Implicit async memcpy (updated with an example)

Hi,

In the fortran code, if I only use the openAcc, and the “mirror” to pass global device arrays across several subroutines, any updates from host to device using “update” WITHOUT “async”, it generates only one stream.

However, when I pass the flag “-Mcuda” into the compiler, without “update”, there is still one stream. But when use “update” (even without “async”), there are two streams launched and one stream is responsible for the memory transfer.

Why is that? How can force one stream but still use -Mcuda?

P.S: In my application, this async memory transfer can not reduce the time since no computations and memcpys are overlapped. Moreover, this two streams result in some overhead which is not small enough compared with the pure computation.
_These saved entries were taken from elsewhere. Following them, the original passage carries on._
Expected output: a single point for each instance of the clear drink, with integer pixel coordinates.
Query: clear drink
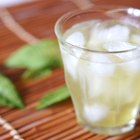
(103, 73)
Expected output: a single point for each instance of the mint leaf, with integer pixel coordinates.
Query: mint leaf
(34, 74)
(53, 97)
(8, 93)
(44, 53)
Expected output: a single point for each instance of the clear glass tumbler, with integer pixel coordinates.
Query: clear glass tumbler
(101, 54)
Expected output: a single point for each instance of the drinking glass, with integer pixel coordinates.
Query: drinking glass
(103, 83)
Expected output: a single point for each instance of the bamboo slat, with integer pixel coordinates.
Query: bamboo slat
(57, 122)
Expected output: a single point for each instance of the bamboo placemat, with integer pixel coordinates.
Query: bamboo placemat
(57, 122)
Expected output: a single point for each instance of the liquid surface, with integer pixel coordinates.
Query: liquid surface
(104, 87)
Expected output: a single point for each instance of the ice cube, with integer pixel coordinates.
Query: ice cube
(101, 34)
(76, 38)
(135, 39)
(95, 112)
(116, 46)
(70, 63)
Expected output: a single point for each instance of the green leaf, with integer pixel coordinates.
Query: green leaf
(8, 93)
(44, 53)
(34, 74)
(53, 97)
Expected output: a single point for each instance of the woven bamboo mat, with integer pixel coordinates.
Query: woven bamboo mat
(57, 122)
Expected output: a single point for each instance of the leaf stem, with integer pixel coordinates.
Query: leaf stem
(17, 29)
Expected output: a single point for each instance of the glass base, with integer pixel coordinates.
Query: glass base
(112, 131)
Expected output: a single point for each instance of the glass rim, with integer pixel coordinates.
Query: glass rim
(70, 14)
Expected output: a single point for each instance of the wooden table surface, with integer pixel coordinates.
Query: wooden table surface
(57, 122)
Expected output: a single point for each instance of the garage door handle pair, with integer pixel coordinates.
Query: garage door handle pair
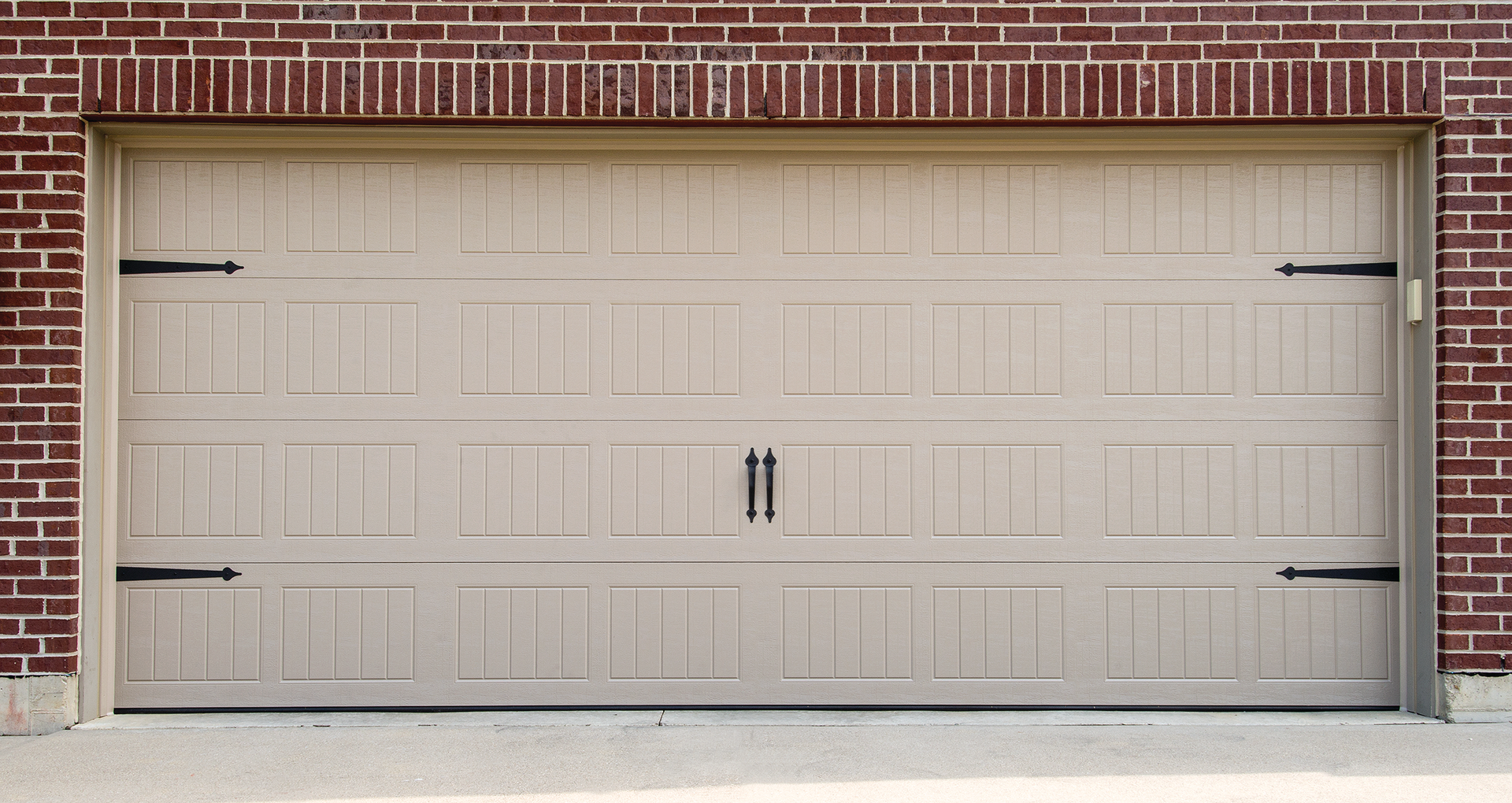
(750, 472)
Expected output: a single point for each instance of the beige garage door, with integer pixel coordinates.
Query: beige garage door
(473, 425)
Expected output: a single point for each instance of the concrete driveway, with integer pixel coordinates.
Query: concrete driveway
(672, 757)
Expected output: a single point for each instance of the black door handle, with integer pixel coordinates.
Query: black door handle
(750, 476)
(772, 463)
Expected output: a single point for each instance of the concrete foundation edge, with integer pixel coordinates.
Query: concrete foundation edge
(1476, 698)
(38, 704)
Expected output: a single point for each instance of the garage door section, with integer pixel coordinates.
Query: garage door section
(1028, 428)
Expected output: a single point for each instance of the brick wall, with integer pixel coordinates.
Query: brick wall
(756, 64)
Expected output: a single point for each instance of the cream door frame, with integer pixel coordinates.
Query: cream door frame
(1413, 142)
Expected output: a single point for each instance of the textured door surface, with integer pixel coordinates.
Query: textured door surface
(473, 428)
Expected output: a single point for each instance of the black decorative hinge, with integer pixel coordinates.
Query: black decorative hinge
(1380, 573)
(138, 267)
(1357, 269)
(131, 573)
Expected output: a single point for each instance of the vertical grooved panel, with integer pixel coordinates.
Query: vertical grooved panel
(1168, 209)
(999, 634)
(192, 634)
(1168, 350)
(995, 209)
(675, 490)
(351, 206)
(350, 489)
(846, 490)
(847, 634)
(847, 350)
(1169, 490)
(1325, 634)
(194, 489)
(1319, 209)
(997, 350)
(524, 209)
(676, 350)
(1321, 350)
(1172, 634)
(522, 634)
(197, 206)
(1321, 490)
(846, 209)
(997, 490)
(524, 490)
(525, 350)
(351, 348)
(675, 209)
(195, 348)
(348, 634)
(675, 634)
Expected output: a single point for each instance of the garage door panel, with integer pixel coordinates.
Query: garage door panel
(472, 427)
(264, 356)
(965, 634)
(1211, 489)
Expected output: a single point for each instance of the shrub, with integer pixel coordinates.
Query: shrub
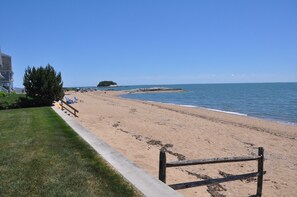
(43, 85)
(3, 94)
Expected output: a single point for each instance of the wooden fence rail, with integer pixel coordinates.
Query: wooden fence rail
(259, 174)
(68, 108)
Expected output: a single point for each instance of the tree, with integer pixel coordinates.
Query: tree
(43, 85)
(106, 83)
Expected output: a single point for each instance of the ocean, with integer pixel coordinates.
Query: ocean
(272, 101)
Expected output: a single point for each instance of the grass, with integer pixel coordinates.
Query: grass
(10, 101)
(40, 155)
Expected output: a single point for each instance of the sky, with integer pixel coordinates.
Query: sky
(137, 42)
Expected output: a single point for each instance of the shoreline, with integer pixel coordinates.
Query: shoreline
(139, 129)
(204, 108)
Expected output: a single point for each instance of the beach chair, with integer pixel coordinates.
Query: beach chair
(68, 100)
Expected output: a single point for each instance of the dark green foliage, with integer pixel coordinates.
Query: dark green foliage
(106, 83)
(43, 85)
(40, 155)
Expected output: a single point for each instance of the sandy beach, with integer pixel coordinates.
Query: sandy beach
(140, 129)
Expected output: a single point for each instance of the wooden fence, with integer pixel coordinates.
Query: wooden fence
(259, 174)
(69, 108)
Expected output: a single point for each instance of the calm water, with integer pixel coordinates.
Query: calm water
(274, 101)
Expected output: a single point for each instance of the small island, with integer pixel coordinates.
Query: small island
(107, 84)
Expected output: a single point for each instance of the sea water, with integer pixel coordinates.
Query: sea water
(273, 101)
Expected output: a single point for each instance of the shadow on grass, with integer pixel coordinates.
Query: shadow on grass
(19, 101)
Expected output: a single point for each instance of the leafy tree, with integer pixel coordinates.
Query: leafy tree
(43, 85)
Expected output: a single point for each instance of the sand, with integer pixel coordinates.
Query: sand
(140, 129)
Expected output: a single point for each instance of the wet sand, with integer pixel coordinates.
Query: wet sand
(140, 129)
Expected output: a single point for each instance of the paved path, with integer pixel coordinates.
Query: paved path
(143, 181)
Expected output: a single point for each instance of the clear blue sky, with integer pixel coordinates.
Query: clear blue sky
(153, 41)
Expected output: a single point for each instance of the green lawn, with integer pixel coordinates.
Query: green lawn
(10, 101)
(42, 156)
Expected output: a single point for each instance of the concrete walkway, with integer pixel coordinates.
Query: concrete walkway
(143, 181)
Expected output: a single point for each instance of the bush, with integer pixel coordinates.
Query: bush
(3, 94)
(43, 85)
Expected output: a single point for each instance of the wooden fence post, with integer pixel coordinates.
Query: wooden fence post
(162, 166)
(260, 171)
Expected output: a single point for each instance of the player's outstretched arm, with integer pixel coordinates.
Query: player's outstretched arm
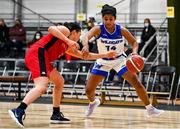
(91, 56)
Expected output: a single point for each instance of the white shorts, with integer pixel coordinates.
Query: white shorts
(104, 65)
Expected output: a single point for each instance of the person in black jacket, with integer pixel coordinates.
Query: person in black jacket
(147, 33)
(4, 35)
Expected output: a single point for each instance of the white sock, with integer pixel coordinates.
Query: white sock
(148, 107)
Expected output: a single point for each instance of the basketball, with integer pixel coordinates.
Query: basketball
(135, 63)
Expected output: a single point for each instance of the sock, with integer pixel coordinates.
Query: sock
(148, 107)
(56, 110)
(22, 106)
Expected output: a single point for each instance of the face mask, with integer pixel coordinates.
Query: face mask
(146, 24)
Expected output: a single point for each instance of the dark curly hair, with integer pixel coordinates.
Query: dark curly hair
(72, 26)
(107, 9)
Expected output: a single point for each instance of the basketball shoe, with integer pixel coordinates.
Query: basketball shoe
(154, 112)
(17, 115)
(58, 118)
(91, 107)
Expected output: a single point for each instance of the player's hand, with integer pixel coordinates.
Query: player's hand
(111, 54)
(85, 51)
(73, 45)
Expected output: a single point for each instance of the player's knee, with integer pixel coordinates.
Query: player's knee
(42, 89)
(135, 82)
(88, 91)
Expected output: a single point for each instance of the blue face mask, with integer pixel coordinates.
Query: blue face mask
(146, 24)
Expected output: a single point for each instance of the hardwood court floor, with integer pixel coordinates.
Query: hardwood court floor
(37, 116)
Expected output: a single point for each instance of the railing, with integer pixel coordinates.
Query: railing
(160, 46)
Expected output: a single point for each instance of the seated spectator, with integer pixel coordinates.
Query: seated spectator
(4, 36)
(17, 37)
(147, 33)
(38, 35)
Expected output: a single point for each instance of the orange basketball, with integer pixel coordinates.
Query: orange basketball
(135, 63)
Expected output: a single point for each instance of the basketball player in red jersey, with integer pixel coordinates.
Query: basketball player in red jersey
(38, 60)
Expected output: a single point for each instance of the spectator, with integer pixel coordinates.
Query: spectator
(147, 33)
(4, 36)
(38, 35)
(17, 36)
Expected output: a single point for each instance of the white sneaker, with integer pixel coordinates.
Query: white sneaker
(91, 107)
(154, 112)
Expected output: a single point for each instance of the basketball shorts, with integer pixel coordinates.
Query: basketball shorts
(104, 65)
(38, 63)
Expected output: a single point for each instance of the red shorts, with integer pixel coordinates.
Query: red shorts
(37, 61)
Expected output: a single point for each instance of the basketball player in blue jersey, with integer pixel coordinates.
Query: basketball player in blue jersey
(110, 36)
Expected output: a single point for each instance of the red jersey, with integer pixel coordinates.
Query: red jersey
(53, 46)
(40, 55)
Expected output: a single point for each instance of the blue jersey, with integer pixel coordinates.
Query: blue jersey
(110, 41)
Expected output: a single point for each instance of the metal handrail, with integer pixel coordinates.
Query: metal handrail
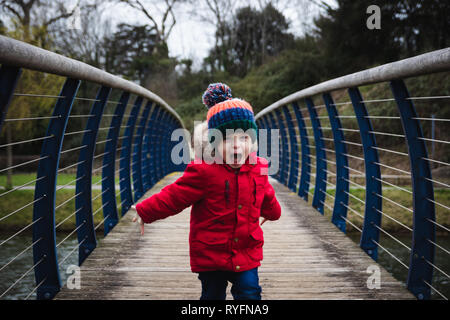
(426, 63)
(17, 53)
(422, 192)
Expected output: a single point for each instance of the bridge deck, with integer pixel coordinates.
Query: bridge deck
(305, 257)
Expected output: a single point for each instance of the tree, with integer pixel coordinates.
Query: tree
(348, 44)
(422, 25)
(164, 28)
(32, 14)
(249, 39)
(135, 52)
(86, 40)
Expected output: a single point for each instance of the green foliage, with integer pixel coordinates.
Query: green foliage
(249, 40)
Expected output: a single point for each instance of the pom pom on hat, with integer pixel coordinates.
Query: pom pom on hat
(216, 93)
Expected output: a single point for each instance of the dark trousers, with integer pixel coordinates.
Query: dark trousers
(245, 285)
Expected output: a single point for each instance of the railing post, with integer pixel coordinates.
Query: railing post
(165, 146)
(109, 160)
(372, 216)
(305, 176)
(137, 154)
(269, 141)
(146, 153)
(260, 125)
(171, 144)
(9, 76)
(342, 174)
(273, 126)
(152, 140)
(321, 164)
(293, 170)
(83, 201)
(423, 238)
(159, 145)
(126, 195)
(284, 148)
(45, 257)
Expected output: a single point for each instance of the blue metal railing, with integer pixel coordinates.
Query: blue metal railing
(116, 139)
(337, 162)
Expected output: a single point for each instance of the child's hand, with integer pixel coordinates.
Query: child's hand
(139, 220)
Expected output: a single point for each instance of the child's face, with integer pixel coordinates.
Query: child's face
(235, 148)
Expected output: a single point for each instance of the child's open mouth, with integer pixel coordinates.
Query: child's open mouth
(237, 157)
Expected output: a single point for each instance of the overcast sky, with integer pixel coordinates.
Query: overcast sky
(193, 37)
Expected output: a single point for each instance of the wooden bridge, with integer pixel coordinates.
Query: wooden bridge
(127, 138)
(304, 258)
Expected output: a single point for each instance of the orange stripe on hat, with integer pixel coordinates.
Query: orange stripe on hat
(228, 104)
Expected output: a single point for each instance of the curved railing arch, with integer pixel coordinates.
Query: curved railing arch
(423, 241)
(139, 141)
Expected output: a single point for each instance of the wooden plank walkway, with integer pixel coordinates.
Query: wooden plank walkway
(305, 257)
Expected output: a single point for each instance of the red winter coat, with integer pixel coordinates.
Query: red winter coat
(226, 205)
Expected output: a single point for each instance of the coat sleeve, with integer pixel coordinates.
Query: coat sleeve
(270, 208)
(175, 197)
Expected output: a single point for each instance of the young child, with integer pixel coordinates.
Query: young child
(228, 197)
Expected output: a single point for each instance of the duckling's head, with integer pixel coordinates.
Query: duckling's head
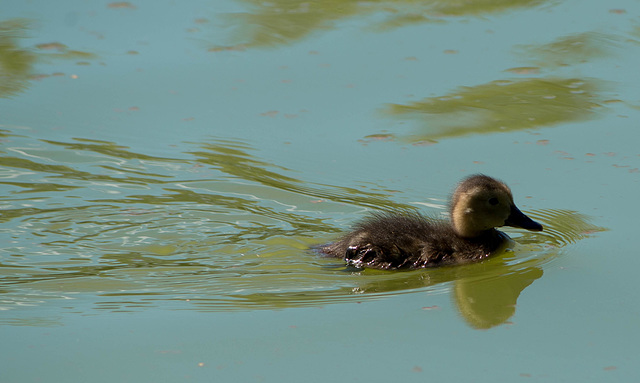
(481, 203)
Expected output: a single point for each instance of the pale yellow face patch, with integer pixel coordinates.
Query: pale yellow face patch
(479, 209)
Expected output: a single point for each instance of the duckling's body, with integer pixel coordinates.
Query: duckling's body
(410, 241)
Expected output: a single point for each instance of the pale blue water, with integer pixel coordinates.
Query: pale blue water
(165, 168)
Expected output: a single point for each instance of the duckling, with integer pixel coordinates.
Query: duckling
(393, 241)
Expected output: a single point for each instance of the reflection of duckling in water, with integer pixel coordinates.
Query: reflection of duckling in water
(410, 241)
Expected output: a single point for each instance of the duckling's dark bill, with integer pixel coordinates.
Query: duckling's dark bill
(519, 219)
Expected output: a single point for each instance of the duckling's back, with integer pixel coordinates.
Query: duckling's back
(409, 241)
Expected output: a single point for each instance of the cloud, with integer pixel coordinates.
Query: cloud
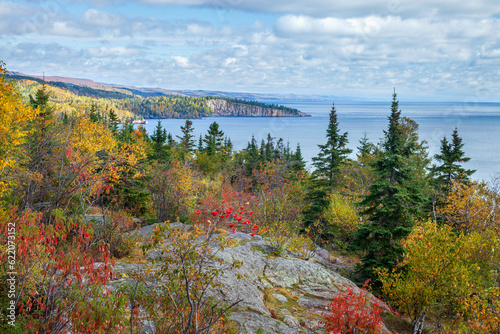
(321, 8)
(112, 52)
(181, 61)
(94, 17)
(10, 9)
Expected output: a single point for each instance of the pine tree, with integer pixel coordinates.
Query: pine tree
(332, 154)
(159, 138)
(365, 148)
(394, 200)
(298, 163)
(200, 144)
(186, 141)
(252, 159)
(94, 115)
(451, 156)
(326, 176)
(214, 139)
(113, 121)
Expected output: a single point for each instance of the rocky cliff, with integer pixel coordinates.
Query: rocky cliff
(221, 107)
(278, 295)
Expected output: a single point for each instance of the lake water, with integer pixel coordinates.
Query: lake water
(478, 124)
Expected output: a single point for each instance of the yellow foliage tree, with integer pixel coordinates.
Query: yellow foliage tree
(438, 270)
(14, 116)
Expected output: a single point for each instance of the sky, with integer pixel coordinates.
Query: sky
(430, 50)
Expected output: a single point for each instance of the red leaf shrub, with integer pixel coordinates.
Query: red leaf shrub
(353, 313)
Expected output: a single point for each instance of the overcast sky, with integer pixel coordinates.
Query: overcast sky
(427, 49)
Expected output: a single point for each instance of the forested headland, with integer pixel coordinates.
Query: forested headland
(75, 185)
(129, 104)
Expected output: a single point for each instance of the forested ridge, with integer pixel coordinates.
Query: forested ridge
(75, 185)
(131, 104)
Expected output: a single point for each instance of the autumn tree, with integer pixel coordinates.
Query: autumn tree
(438, 270)
(395, 199)
(14, 120)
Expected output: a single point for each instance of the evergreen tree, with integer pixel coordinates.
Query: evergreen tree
(365, 148)
(395, 200)
(229, 144)
(328, 162)
(113, 121)
(252, 159)
(332, 154)
(200, 144)
(46, 111)
(269, 148)
(262, 152)
(298, 163)
(159, 138)
(214, 139)
(186, 141)
(451, 156)
(94, 114)
(41, 101)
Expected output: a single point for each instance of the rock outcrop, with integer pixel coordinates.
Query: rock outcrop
(279, 295)
(221, 107)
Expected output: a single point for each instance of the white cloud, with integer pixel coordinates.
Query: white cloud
(119, 51)
(98, 18)
(61, 28)
(181, 61)
(322, 8)
(9, 9)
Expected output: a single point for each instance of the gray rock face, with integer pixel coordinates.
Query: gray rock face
(301, 290)
(251, 322)
(280, 298)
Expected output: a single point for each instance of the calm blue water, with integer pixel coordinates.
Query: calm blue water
(478, 125)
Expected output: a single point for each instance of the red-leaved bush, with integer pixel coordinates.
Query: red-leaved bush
(351, 313)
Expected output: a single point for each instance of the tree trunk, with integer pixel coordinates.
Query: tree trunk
(419, 323)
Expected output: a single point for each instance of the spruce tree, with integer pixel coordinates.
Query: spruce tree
(394, 201)
(252, 159)
(298, 163)
(332, 154)
(365, 148)
(200, 144)
(451, 157)
(326, 176)
(159, 138)
(186, 141)
(214, 139)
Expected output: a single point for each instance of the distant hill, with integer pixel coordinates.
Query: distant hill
(72, 94)
(146, 92)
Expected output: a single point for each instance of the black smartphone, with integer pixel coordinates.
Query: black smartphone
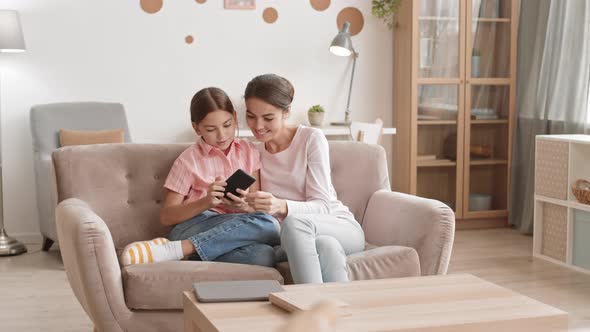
(238, 180)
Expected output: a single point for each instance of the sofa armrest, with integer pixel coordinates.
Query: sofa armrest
(91, 264)
(46, 195)
(426, 225)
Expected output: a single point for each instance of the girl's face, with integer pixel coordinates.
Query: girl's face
(264, 120)
(218, 129)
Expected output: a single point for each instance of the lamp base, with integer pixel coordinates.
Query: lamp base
(344, 124)
(10, 246)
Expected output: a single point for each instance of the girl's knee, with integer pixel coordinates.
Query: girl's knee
(329, 246)
(264, 255)
(295, 224)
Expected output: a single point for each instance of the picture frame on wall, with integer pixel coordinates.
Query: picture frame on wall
(239, 4)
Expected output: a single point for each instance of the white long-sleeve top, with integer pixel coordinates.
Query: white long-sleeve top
(300, 174)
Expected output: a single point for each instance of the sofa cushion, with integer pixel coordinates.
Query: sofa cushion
(86, 137)
(160, 285)
(374, 263)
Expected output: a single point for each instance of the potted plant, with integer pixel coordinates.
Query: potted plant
(315, 114)
(386, 9)
(475, 62)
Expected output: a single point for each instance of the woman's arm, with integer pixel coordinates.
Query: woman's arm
(317, 178)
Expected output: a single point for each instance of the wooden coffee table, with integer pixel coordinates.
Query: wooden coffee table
(458, 302)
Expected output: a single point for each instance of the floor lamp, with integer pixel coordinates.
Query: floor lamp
(342, 46)
(11, 40)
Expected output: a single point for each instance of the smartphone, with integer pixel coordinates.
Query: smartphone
(238, 180)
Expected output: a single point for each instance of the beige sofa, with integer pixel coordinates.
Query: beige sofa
(110, 195)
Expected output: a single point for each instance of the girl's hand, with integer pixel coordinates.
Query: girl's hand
(266, 202)
(215, 192)
(237, 203)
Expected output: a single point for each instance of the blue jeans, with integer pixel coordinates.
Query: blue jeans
(244, 238)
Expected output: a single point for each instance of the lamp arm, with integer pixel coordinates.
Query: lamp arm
(347, 112)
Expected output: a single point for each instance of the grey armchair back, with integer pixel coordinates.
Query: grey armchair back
(46, 121)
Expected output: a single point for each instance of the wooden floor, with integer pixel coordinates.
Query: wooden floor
(35, 295)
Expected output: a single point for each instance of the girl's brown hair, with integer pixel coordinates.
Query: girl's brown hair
(209, 100)
(272, 89)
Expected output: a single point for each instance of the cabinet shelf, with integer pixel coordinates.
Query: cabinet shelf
(480, 162)
(499, 121)
(438, 18)
(491, 20)
(436, 122)
(436, 163)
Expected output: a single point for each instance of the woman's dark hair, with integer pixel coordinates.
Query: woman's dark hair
(209, 100)
(272, 89)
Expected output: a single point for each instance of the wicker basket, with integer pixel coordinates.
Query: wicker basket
(581, 190)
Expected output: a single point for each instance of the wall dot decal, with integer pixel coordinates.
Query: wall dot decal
(320, 5)
(151, 6)
(352, 15)
(270, 15)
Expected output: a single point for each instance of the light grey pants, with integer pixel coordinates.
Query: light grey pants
(316, 246)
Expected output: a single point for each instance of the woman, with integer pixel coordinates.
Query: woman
(317, 230)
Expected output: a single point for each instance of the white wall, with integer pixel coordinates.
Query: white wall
(111, 50)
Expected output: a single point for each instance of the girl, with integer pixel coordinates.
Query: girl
(317, 230)
(204, 225)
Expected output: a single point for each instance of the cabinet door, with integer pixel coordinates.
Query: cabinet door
(489, 98)
(440, 39)
(438, 152)
(439, 100)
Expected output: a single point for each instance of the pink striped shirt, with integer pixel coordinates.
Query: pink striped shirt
(199, 164)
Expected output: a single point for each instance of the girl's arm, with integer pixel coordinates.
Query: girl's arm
(256, 186)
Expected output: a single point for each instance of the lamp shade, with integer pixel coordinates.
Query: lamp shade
(341, 44)
(11, 33)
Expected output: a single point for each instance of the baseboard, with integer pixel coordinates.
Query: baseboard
(27, 238)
-----------------------------updated with an example here---------------------
Below is an fotran 77 sample code called simpleTest.f. My compile command line is

pgf90 -o test -acc -mp -ta=nvidia:cc2.0,time -Minfo=accel -Mcuda -Mvect simpleTest.f



subroutine mysub()
      integer N,i
      parameter (N=1048576)
      common/blk/t1(N),t2(N),t3(N)
!$acc update device(t1,t2,t3)
!$acc kernels
!$acc loop
      do i=1,N
         t2(i)=t1(i)*t1(i)+t2(i)*t3(N)
      enddo
!$acc end kernels
!$acc update host(t2)
      return
      end

      program mainTest
      integer N,i
      parameter (N=1048576)
      real t1(1:N),t2(1:N),t3(1:N)
      common/blk/t1,t2,t3

!$acc mirror(t1,t2,t3)

      do i=1,N
         CALL RANDOM_NUMBER(HARVEST=X)
         t1(i)=X 
         CALL RANDOM_NUMBER(HARVEST=X)
         t2(i)=X 
         CALL RANDOM_NUMBER(HARVEST=X)
         t3(i)=X 
      enddo
  

      do j=1,10
      call mysub()
      end do 

      end program mainTest



When you run the execute “test” using nvvp, you will see two streams like

however, if I can change

t2(i)=t1(i)*t1(i)+t2(i)*t3(i)

It uses one stream again.





thanks!

Hi pilot117,

Sorry of the delayed response. I needed to ask one of our compiler engineers about this. It turns out to be same problem as one we found internally a few weeks ago with stream assignment and asynchronous data movement. The correct behaviour here is to use a single stream. We will have this corrected in our next release.

Thanks!
Mat

Hi, Mat,

I tried this simple example with the 12.6 compiler. It still runs two streams as before and the profiling timeline is similar as the one shown above.

Any idea?

thanks!